De rechtbank stelt vast dat het door verdachte vertoonde gedrag substantieel afwijkt van het gedrag dat van een automobilist in het algemeen en gemiddeld genomen mag worden verwacht. Verdachte had anders kunnen en moeten handelen.
Dubbele causaliteit
Met betrekking tot de causaliteit dient het criterium van de redelijke toerekening te worden gehanteerd en moet allereerst worden beoordeeld of het verkeersongeval redelijkerwijs als gevolg van de bewezenverklaarde gedragingen aan de verdachte is toe te rekenen. In het onderhavige geval heeft verdachte met te hoge snelheid gereden, zodat hij de bocht naar links niet tijdig kon maken, waardoor hij tegen een boom reed. De rechtbank is derhalve van oordeel dat het ongeval redelijkerwijs aan de verdachte toe is te rekenen.

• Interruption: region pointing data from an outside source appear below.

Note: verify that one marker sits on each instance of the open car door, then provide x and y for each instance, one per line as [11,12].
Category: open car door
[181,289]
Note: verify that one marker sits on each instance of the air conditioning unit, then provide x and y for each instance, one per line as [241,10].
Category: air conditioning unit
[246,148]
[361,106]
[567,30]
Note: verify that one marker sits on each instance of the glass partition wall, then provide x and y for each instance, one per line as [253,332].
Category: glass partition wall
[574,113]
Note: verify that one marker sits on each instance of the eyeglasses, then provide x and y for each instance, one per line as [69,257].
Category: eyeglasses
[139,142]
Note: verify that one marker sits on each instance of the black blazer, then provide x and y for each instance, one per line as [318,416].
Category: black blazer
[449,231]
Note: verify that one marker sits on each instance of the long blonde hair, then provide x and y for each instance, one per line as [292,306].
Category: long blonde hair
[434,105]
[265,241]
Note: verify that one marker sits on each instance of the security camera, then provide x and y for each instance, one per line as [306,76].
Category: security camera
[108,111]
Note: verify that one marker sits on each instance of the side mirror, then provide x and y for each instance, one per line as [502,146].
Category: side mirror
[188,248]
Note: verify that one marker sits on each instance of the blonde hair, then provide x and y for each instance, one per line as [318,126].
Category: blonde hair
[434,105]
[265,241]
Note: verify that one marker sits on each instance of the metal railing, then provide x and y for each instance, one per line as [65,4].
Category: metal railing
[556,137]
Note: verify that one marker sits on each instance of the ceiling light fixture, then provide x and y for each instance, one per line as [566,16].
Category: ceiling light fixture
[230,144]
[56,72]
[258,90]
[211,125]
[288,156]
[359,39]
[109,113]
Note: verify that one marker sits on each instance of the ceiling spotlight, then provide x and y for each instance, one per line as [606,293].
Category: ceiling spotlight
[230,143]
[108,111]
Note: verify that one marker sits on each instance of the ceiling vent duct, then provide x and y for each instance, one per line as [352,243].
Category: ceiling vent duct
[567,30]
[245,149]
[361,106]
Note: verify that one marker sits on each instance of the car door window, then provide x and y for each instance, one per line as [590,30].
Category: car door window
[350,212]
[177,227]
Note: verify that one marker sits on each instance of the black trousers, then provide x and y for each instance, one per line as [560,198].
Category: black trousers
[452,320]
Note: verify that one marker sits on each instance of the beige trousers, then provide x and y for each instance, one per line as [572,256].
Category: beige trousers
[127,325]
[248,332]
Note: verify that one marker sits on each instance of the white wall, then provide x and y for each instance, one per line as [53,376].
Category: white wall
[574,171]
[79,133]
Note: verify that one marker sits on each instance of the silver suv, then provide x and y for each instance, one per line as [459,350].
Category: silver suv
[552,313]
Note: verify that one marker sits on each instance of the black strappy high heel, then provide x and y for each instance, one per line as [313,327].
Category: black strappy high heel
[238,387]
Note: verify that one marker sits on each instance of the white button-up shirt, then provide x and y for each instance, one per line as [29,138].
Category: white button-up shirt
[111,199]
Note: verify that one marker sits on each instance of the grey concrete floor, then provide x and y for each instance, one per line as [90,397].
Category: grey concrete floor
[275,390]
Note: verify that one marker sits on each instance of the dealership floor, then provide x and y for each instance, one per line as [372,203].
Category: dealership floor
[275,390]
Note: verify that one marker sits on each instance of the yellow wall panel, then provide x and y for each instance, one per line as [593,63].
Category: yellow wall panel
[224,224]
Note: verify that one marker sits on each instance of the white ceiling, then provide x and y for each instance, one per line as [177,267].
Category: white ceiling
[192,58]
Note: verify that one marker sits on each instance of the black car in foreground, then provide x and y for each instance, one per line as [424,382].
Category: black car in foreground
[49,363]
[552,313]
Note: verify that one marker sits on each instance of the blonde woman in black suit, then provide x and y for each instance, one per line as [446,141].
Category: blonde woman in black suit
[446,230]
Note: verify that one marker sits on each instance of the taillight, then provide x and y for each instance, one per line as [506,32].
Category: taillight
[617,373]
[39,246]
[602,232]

Bij het ongeval liepen inzittenden [slachtoffer 1] en [slachtoffer 2] lichamelijk letsel op. De rechtbank stelt zich nu de vraag of het letsel van de inzittenden redelijkerwijs aan verdachte valt toe te rekenen. Anders dan de raadsvrouw, is de rechtbank van oordeel dat die vraag bevestigend moet worden beantwoord. Doordat verdachte de auto niet onder controle had, raakte de auto van de weg en reed de auto tegen een in de berm staande boom. De omstandigheid dat het ongeval mogelijk minder schadelijke gevolgen voor de inzittenden zou kunnen hebben gehad, als zij een autogordel hadden gedragen, doet niet af aan het feit dat het letsel een gevolg is van het door de verdachte veroorzaakte ongeval (vgl. ECLI:NL:HR:2001:AD5285). De ernst van het lichamelijk letsel
Uit de letselrapportages is gebleken dat de beide inzittenden lichamelijk letsel hebben opgelopen ten gevolge van het ongeval. Door die letsels werden zij tijdelijk belemmerd in hun normale bezigheden. [slachtoffer 1] kon drie maanden niet werken en [slachtoffer 2] kon gedurende één jaar niet alle normale bezigheden uitoefenen. Uit de jurisprudentie blijkt dat sprake kan zijn van zwaar lichamelijk letsel als het letsel gepaard gaat met een langere periode van herstel en als de mate van herstel langere tijd onzeker is (vgl. ECLI:NL:HR:2018:1051). De rechtbank is echter van oordeel dat, op basis van de thans beschikbare informatie, niet voldoende is gebleken hoe de periode van herstel verliep, of en welke behandeling nodig was en gedurende welke tijd en of en, zo ja, in welke mate er onzekerheid bestond over het herstel. De rechtbank kan dan ook niet vaststellen dat de beide inzittenden zwaar lichamelijk letsel opliepen en acht dat dan ook niet bewezen. Wel acht zij bewezen dat beide inzittenden tijdelijk hun werkzaamheden en normale bezigheden niet hebben kunnen uitvoeren. Alles overwegende is de rechtbank van oordeel dat, gelet op de feitelijke gedragingen van verdachte en de omstandigheden waaronder het ongeval heeft plaatsgevonden, verdachte schuld heeft gehad aan het verkeersongeval in de zin van artikel 6 WVW, terwijl daarbij lichamelijk letsel werd toegebracht. Gelet op de aard en de ernst van de door verdachte gemaakte verkeersfout en de overige omstandigheden van het geval heeft verdachte, naar het oordeel van de rechtbank, in aanmerkelijke mate onvoorzichtig gereden.